たんぱく質も非常に豊富で、自給系アミノ酸BCAA(バリン、ロイシン、イソロシンの3つの必須アミノ酸)が天然成分として含まれています。

中国では3000年以上前から薬用利用
◆クコの実
中国原産のナス科の落葉低木の「クコ」は赤い実をつけることで知られています。中国では3000年以上前から薬用として利用されてきたといわれ、平安時代に日本へ伝わり、食用や薬として長年親しまれてきました。近年は欧米諸国でもその高い栄養価が注目され人気を集めています。

クコの実には、アルギニン酸、グルタミン酸、アスパラギン酸などのアミノ酸が含まれています。これらのアミノ酸はカリウムやマグネシウムと結びつくことで疲労回復や代謝促進に役立つとされています。

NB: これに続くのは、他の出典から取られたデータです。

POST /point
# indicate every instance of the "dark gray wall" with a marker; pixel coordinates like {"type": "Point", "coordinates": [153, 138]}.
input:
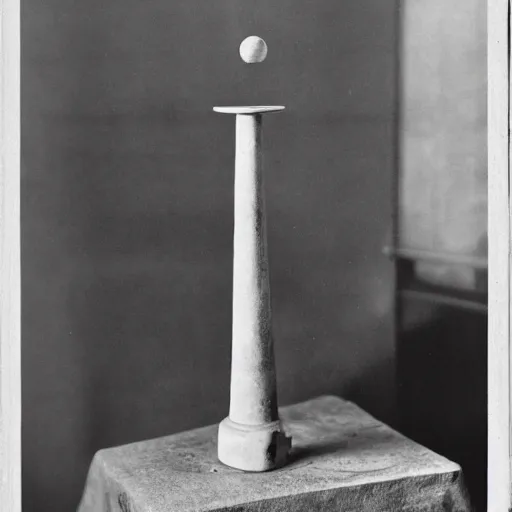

そしてクコに含まれるβカロチンは体内に入るとビタミンAに変化し、視力回復などに役立つといわれています。さらに強壮効果が期待できるゼアキサンチン、フィリイエンはビタビンB1、B2、ルチンなどが毛細血管を活性化することから高血圧や低血圧の改善や動脈効果予防などに役立つといわれています。

またクコが含有する多糖類はインシュリンの働きを良好にし血糖値を下げる働きがあり、血中コレストロール値や中性脂肪を下げる効果も期待できます。
なお、血圧を下げる作用があるので低血圧などの人は摂り過ぎに注意する必要があります。